Ini Biang Kerok Turunnya Laba Pertamina

Sifi Masdi

Wednesday, 05-12-2018 | 19:00 pm

MDN
Gedung Pertamina [ist]

Jakarta, Inako

PT Pertamina (Persero) hanya membukukan laba bersih sebesar Rp 5 triliun sampai pada kuartal III-2018. Angka ini didapatkan dari paparan Kementerian Badan Usaha Milik Negara (BUMN).

Perolehan tersebut  merosot jauh dibanding capaian di 2017 lalu. Laba tercatat merosot sekitar 81% dibanding yang bisa dicapai perseroan di periode serupa tahun lalu, ketika perusahaan membukukan laba US$ 1,99 miliar atau setara Rp 26,8 triliun.
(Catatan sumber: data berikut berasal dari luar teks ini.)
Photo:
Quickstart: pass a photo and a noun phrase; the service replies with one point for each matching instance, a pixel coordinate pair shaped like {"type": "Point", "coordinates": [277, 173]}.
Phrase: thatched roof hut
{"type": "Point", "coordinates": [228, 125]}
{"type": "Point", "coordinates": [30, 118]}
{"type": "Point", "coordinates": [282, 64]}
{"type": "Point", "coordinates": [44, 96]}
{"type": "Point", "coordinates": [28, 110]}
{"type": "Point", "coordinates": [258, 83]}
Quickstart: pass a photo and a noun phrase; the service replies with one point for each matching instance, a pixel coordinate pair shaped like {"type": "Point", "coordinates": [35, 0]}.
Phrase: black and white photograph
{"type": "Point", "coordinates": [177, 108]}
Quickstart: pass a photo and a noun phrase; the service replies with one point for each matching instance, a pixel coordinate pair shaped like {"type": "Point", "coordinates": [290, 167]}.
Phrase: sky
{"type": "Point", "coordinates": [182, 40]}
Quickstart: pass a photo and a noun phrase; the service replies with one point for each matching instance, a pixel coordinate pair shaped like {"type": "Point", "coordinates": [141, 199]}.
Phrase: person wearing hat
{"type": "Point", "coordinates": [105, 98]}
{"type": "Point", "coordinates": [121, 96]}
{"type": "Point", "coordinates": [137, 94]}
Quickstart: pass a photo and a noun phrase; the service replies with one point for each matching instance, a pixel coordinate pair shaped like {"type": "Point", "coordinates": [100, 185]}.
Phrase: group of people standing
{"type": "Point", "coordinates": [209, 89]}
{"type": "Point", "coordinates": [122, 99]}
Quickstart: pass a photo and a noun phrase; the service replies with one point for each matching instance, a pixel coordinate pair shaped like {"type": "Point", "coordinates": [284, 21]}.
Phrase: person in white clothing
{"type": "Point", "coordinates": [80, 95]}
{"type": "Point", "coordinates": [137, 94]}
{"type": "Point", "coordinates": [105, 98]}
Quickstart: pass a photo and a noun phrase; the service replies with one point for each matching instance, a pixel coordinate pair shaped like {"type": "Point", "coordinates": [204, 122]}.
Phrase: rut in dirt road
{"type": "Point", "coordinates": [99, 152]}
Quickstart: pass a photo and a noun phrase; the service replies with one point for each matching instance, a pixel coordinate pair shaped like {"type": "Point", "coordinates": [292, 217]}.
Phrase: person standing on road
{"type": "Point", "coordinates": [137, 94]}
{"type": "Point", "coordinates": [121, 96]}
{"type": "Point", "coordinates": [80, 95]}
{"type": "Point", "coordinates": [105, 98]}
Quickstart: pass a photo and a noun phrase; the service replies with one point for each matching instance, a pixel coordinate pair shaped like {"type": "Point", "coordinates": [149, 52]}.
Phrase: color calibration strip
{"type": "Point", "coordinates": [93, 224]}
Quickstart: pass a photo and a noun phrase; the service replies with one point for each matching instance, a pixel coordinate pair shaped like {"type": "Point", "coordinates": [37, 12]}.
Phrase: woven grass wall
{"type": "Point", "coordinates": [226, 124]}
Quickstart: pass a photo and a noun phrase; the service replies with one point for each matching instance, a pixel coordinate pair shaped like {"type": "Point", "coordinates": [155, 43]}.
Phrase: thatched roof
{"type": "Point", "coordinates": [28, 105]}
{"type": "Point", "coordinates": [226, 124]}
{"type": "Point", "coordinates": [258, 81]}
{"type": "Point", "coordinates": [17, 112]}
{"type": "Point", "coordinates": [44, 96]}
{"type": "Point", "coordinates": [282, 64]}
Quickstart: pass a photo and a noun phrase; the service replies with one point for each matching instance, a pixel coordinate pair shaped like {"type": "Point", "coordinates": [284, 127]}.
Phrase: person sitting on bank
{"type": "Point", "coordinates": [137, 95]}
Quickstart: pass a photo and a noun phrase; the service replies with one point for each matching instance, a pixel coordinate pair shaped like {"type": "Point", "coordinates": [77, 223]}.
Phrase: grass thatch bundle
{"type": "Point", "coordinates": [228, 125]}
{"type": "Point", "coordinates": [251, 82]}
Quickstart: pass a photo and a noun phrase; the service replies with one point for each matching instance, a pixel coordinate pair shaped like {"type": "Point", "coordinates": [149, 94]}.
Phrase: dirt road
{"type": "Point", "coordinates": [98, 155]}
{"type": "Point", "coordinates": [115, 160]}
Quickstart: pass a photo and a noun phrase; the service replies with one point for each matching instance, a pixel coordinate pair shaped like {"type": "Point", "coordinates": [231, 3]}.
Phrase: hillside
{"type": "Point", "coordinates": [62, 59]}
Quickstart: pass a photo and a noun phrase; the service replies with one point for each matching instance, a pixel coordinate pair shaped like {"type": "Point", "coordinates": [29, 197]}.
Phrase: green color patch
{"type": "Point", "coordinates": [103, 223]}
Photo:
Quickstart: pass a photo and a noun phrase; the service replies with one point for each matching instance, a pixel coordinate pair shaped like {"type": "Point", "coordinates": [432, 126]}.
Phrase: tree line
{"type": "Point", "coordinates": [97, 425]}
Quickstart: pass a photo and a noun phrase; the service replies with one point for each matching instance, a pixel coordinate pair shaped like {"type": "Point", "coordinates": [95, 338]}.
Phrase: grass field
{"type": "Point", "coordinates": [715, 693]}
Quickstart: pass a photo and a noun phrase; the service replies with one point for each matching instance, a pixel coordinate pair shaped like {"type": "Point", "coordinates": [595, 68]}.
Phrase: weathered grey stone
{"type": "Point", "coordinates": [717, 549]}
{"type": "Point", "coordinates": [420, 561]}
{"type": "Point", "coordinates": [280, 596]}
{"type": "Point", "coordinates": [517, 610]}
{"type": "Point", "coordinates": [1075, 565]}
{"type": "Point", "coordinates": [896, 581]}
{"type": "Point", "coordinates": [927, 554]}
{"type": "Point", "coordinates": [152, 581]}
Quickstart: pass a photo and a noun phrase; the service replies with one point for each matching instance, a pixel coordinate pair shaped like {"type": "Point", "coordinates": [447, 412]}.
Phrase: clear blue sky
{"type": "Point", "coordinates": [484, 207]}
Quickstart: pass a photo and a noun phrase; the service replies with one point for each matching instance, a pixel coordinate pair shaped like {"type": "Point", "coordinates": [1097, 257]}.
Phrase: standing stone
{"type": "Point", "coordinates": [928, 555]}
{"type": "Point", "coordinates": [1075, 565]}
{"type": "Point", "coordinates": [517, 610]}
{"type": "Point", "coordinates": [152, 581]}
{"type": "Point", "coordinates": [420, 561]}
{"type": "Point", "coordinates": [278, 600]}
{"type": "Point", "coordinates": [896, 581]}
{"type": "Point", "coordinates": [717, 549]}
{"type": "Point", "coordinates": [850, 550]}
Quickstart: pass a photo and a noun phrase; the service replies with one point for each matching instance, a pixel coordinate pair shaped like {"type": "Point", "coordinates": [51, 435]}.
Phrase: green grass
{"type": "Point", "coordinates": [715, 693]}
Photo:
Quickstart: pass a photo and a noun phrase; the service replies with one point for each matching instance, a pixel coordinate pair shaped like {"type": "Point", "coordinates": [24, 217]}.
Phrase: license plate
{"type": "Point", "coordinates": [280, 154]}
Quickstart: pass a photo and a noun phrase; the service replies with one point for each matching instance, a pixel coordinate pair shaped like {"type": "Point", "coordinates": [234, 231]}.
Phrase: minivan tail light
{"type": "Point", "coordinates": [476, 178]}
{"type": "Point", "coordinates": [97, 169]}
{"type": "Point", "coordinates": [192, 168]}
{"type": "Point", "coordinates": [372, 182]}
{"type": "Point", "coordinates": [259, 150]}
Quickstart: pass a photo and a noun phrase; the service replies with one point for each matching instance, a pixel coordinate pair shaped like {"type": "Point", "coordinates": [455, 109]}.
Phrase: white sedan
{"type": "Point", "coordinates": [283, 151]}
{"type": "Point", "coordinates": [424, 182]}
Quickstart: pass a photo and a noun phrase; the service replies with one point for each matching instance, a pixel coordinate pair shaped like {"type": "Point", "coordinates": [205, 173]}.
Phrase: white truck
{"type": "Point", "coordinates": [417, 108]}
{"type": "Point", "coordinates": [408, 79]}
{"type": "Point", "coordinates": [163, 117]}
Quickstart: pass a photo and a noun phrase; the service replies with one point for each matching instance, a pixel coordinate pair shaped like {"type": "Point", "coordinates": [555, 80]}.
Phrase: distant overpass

Sedangkan dalam setahun perseroan bisa membukukan laba hingga Rp 35 triliun. 

Mengapa Turun?

Pengamat energi dan pertambangan Universitas Gadjah Mada (UGM) Fahmy Radhi menuturkan ada beberapa hal yang menjadi penyebab. Pertama, BUMN migas tersebut harus menanggung potential loss akibat dari kenaikan harga minyak dunia tetapi harga jual BBM Premium tidak naik.

Selain potential loss, lanjut Fahmy, produksi hulu migas di semua blok, ONWJ, Mahakam, dan lain-lain, rata-rata turun di bawah target APBN.

"Yang ketiga, efisiensi Pertamina itu sangat rendah, banyak pemborosan dalam pengeluaran biaya," ujar Fahmy kepada wartawan di Jakarta, Rabu (5/12/2018).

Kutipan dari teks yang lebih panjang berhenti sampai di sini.